Yo era un asiduo a las revistas de fotografía. En mis viajes internacionales (la mayoría, por trabajo), no podía faltar la última entrega de alguna de ellas, ya fuese en español, inglés, alemán o francés (este último idioma, lo manejo “con pinzas”). De hecho, a pesar de dos mudanzas recientes y casi seguidas, todavía guardo unas cuantas por casa. Pero ahora, de pronto, apenas compro este tipo de revistas. ¿Por qué?

Bueno, claramente hay algunos motivos prácticos. El primero que, con todo el tema del Covid-19 y el confinamiento, ya no viajo. Así que no paso ratos en las salas de espera de los aeropuertos, ni mucho menos tengo acceso a revistas internacionales a precios asequibles, en sus países de origen. Por cierto, que otro motivo es también ese precio en España: parece que las revistas no paran de subir sus precios. Supongo que acabarán en una espiral descendente, y desaparecerán. Si son caras, la gente no las comprarán, por lo que imprimirán menos unidades, y tendrán que subir los precios. Y la gente las evitará. En fin. 

Pero otro motivo es la falta de contenidos atractivos. La mayoría de las revistas de fotografía actuales caen en algunos vicios desagradables: 

  • Algunas se limitan a ser catálogos o listas de nuevos productos, con o sin precio. Pues bien, me alegra saber que Canon ha sacado una cámara nueva. Pero gracias, me quedo con la que tengo. Una cosa es dar información, y otra hacer que este catálogo cubra un alto porcentaje de páginas. Supongo que muchos de esos contenidos son patrocinados, y estas marcas ceden equipos de prueba a un redactor alemán o inglés de turno para que escriba su artículo (por cierto, hay pocos autores españoles).
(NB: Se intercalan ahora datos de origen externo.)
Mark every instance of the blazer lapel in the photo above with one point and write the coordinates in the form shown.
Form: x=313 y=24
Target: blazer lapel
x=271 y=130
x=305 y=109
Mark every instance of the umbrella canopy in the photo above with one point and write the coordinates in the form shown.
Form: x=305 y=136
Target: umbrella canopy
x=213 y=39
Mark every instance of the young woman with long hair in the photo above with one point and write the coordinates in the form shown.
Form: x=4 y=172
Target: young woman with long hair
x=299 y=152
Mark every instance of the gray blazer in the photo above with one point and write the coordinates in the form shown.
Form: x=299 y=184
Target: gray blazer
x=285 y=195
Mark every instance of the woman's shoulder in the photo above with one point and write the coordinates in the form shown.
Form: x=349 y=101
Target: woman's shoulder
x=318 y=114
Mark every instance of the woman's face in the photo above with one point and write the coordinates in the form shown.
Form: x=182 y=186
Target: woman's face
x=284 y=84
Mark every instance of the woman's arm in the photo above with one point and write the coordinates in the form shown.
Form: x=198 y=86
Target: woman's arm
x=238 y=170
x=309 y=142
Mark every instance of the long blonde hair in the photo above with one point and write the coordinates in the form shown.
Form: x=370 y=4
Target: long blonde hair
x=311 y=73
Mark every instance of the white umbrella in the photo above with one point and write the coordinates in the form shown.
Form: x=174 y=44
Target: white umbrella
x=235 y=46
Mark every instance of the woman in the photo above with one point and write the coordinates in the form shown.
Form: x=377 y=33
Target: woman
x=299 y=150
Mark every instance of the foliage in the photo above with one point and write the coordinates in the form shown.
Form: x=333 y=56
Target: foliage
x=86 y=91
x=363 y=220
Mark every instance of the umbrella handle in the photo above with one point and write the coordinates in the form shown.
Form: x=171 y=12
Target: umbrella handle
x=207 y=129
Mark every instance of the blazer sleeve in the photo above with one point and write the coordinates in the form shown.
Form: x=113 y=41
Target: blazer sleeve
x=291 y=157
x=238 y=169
Pero sigo sin ver la necesidad de renovar mi equipo cada seis meses. 
  • Otras revistas se dedican a publicar fotografías a gran formato, llenando páginas y páginas de fotos… sin más. Sí, en ocasiones son fotos de los lectores. Y muchas son buenas, incluso unas pocas espectaculares. Pero apenas incluyen descripciones técnicas de cómo se hicieron. Y, la verdad, para ver qué fotos es capaz de hacer el reportero de turno con un equipo prestado de última generación en su viaje pagado al Caribe… prefiero irme yo de paseo, y hacer fotos con mi propia cámara. Eso me relaja más, es bueno para mi forma física y me ahorra los diez euros de la revista. 
  • ¡Photoshop! Parece que no hay otro Software disponible. Quizá Adobe esté detrás de todo eso (no me quedan dudas), pero no me creo que el lector medio tenga una licencia legal completa del programa, y pocos pagarán la suscripción mensual para usarlo de manera legítima. Así que, de nuevo, es una exhibición de lo que sabe hacer un usuario privilegiado (el redactor) y con práctica, con una herramienta cara. Y no me sirve que me den todo hecho en un ejemplo, diciéndome que ponga tal ajuste “en el 25%”. Mi fotografía será diferente, y llegaré a un resultado distinto sin saber por qué. 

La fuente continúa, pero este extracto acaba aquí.